Does God Punish His Children?
“Does God punish?” is not a simple question to answer. There is some thinking that needs to happen before we can get to an answer.
Children Of God third day
https://www.youtube.com/watch?v=V6jO7xhU_Pw
Does God Punish His Children?
“As a Christian, when you experience a painful event like an illness or a rebellious child or a broken marriage or a financial hardship or persecution, do you ever wonder if God is punishing you for some sin you committed?”
Today we are going to seek an answer to the question: “Does God Punish His Children?”

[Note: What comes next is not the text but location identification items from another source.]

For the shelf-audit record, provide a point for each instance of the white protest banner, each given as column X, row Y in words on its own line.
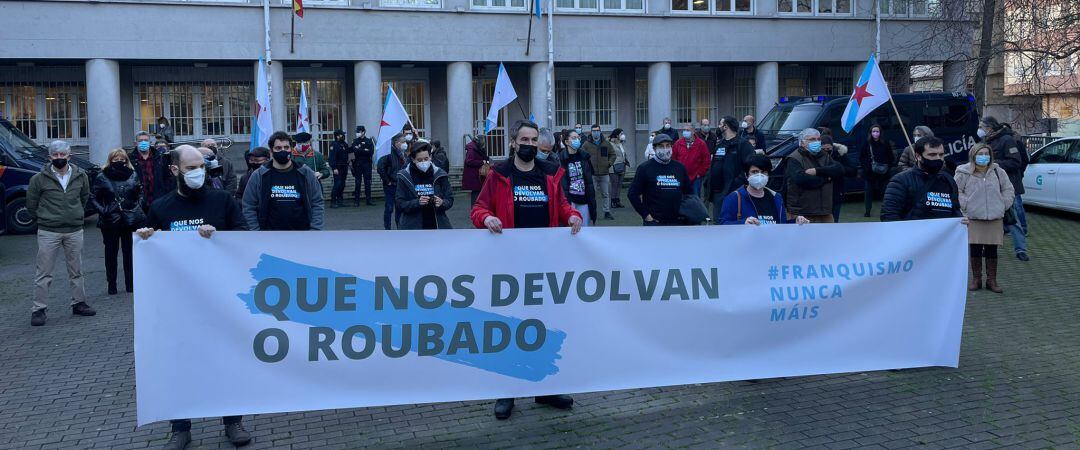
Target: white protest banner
column 272, row 322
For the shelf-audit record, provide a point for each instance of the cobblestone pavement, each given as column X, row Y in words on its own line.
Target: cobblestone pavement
column 70, row 383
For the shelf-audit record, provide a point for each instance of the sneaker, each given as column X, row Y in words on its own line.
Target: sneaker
column 237, row 434
column 38, row 317
column 559, row 401
column 503, row 407
column 178, row 441
column 82, row 309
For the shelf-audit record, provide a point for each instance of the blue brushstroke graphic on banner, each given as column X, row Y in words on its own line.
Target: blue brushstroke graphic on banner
column 512, row 362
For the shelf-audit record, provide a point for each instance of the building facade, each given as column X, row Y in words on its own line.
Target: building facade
column 96, row 72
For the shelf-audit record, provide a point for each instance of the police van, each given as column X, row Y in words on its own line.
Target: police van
column 950, row 116
column 21, row 158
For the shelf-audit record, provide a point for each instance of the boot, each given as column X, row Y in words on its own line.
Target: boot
column 991, row 275
column 976, row 274
column 179, row 440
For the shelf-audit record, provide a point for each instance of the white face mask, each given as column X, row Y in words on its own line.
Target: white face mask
column 664, row 154
column 758, row 180
column 194, row 178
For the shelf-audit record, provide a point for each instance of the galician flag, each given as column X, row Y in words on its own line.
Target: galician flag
column 262, row 122
column 302, row 122
column 871, row 92
column 503, row 95
column 394, row 119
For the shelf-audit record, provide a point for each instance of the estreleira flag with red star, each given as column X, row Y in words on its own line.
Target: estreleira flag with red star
column 394, row 119
column 871, row 92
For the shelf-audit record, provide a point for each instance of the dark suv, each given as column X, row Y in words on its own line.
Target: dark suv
column 19, row 160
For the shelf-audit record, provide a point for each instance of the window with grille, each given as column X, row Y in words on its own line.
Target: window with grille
column 908, row 8
column 744, row 92
column 45, row 111
column 642, row 103
column 496, row 140
column 413, row 96
column 838, row 80
column 412, row 3
column 196, row 110
column 599, row 5
column 499, row 4
column 794, row 81
column 815, row 7
column 586, row 100
column 694, row 98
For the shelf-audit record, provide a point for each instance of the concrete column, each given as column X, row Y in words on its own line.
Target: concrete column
column 368, row 95
column 277, row 75
column 538, row 93
column 103, row 108
column 954, row 77
column 767, row 86
column 459, row 110
column 660, row 94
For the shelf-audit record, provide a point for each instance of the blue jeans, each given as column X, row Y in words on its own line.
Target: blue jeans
column 697, row 186
column 391, row 208
column 1021, row 215
column 1020, row 241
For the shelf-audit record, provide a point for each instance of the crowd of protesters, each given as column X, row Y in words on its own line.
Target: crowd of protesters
column 567, row 178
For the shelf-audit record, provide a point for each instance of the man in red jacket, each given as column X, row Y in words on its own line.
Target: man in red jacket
column 523, row 192
column 694, row 154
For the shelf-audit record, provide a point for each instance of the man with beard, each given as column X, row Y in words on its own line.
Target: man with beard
column 193, row 206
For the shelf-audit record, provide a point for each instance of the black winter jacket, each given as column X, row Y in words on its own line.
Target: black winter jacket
column 1007, row 153
column 914, row 194
column 408, row 202
column 115, row 196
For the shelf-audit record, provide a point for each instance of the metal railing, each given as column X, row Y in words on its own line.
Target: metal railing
column 1036, row 141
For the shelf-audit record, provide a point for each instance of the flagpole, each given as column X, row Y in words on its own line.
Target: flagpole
column 899, row 119
column 528, row 38
column 551, row 65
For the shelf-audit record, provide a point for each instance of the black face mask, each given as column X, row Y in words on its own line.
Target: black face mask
column 282, row 157
column 526, row 153
column 187, row 191
column 932, row 166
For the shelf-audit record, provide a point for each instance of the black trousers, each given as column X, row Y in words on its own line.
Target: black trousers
column 115, row 240
column 981, row 250
column 185, row 424
column 362, row 172
column 338, row 191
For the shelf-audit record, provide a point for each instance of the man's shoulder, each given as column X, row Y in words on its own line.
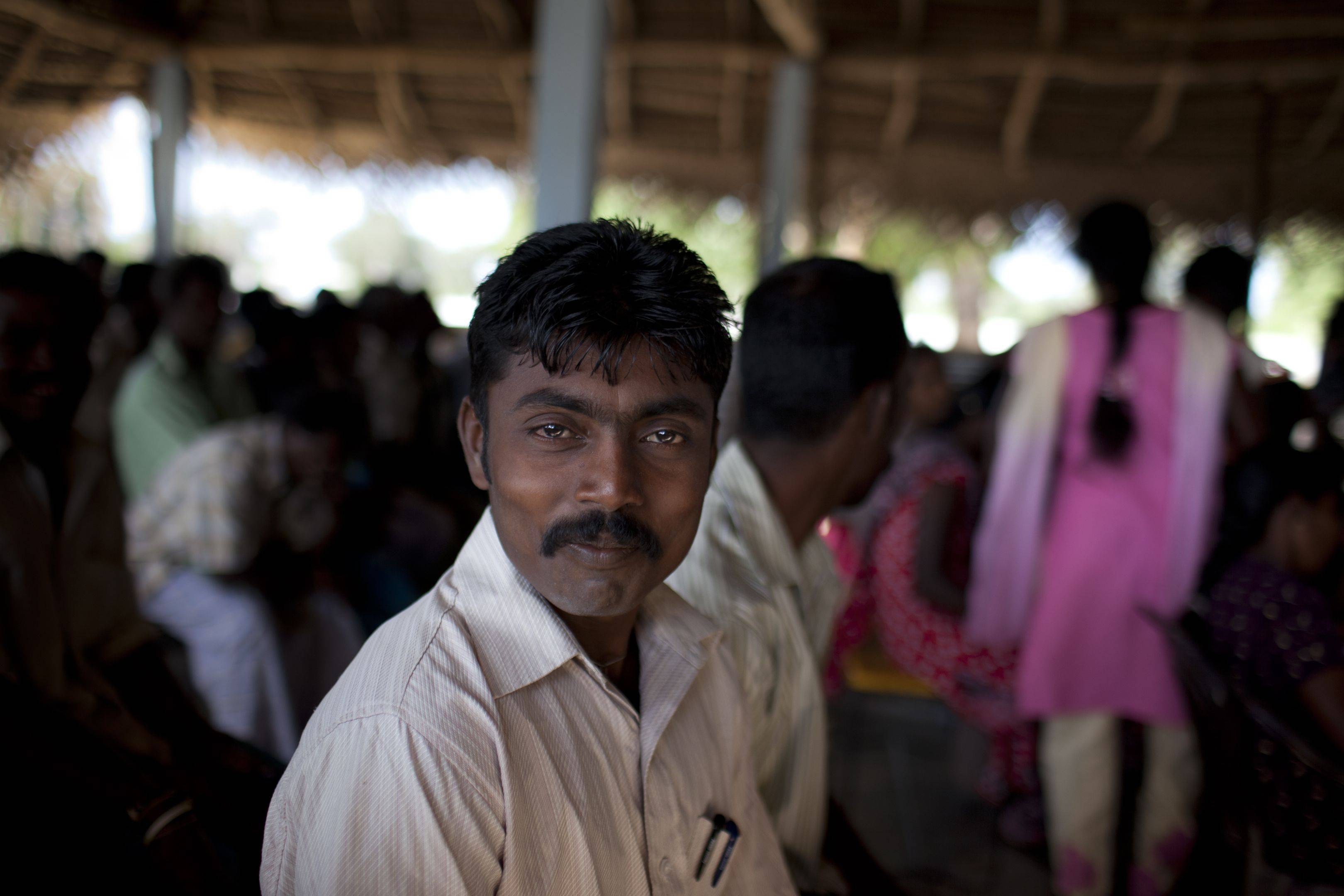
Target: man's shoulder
column 720, row 569
column 420, row 672
column 143, row 377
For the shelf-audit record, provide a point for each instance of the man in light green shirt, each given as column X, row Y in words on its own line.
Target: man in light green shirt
column 175, row 391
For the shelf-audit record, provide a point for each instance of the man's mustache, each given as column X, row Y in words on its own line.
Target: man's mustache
column 589, row 527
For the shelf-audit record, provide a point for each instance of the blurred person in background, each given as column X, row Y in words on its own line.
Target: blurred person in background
column 177, row 390
column 110, row 769
column 123, row 334
column 276, row 365
column 822, row 342
column 1329, row 387
column 224, row 547
column 1268, row 621
column 1272, row 631
column 93, row 265
column 909, row 555
column 1100, row 507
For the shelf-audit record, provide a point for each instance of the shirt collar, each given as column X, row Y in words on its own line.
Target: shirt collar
column 756, row 518
column 168, row 356
column 522, row 640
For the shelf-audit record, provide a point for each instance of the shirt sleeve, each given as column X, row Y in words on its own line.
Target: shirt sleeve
column 377, row 809
column 748, row 641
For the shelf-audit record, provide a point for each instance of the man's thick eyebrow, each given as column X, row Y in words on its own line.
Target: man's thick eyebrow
column 550, row 397
column 671, row 407
column 557, row 398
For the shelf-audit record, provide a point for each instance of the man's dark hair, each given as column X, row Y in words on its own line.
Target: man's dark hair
column 318, row 410
column 590, row 293
column 191, row 269
column 1222, row 277
column 1259, row 484
column 815, row 335
column 49, row 277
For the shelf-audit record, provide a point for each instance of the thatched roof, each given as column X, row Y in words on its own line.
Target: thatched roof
column 1217, row 107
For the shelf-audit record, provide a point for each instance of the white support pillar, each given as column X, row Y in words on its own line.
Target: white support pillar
column 785, row 156
column 570, row 50
column 171, row 96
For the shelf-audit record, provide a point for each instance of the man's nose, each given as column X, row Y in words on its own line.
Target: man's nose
column 42, row 358
column 612, row 476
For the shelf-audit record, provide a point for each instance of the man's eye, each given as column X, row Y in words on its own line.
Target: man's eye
column 665, row 437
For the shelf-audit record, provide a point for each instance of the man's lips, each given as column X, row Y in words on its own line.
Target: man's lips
column 601, row 554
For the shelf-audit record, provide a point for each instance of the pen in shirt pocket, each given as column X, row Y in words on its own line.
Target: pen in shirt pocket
column 732, row 828
column 720, row 823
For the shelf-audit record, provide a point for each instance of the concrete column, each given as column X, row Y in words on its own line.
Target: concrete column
column 785, row 156
column 570, row 54
column 170, row 93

“Does God punish?” is not a simple question to answer. There is some thinking that needs to happen before we can get to an answer.
First, let's define punishment: Punishment comes in the form of pain and suffering. It can be a loss, a confinement, or even death. In the 1970’s you might have heard: “Don’t do the crime if you can’t do the time.”
We are all familiar with the legal system. Break the law, and there is some sort of punishment.
Second, we must make a distinction between God’s dealings with His children and with those who reject His overtures of entering into a right relationship with Him. Billy Joel sang “I’d rather laugh with the sinners, than cry with the saints,” that represents a moral choice to hang with the sinners. Now we are all sinners, but some of us have heeded God’s call, and we will explore the change of status in a moment.
Does God punish sinners? We’ll attempt an answer to that question when we ask the question How Can a Loving God Condemn People to Hell?
Third, we must understand that Christ offered us a new covenant. In your Bible, there are five great covenants or contracts that God made with His children through human representatives, Noah, Abraham, Moses, David, and Jesus.
The deals made with Noah, Abraham, Moses, and David fall under the category of the OLD Covenant, apologies to any Jewish believers, which we can find in the first 39 books of your Protestant Bibles, what Christians call the Old Testament.
In the Old Testament, we see God punishing individuals and nations because of sin. In the Kingdom sin is a crime. Sin is judged and if found guilty punished.
Punishment is payback for sin done the past.
Leviticus 26:14-17 & 21 (MSG)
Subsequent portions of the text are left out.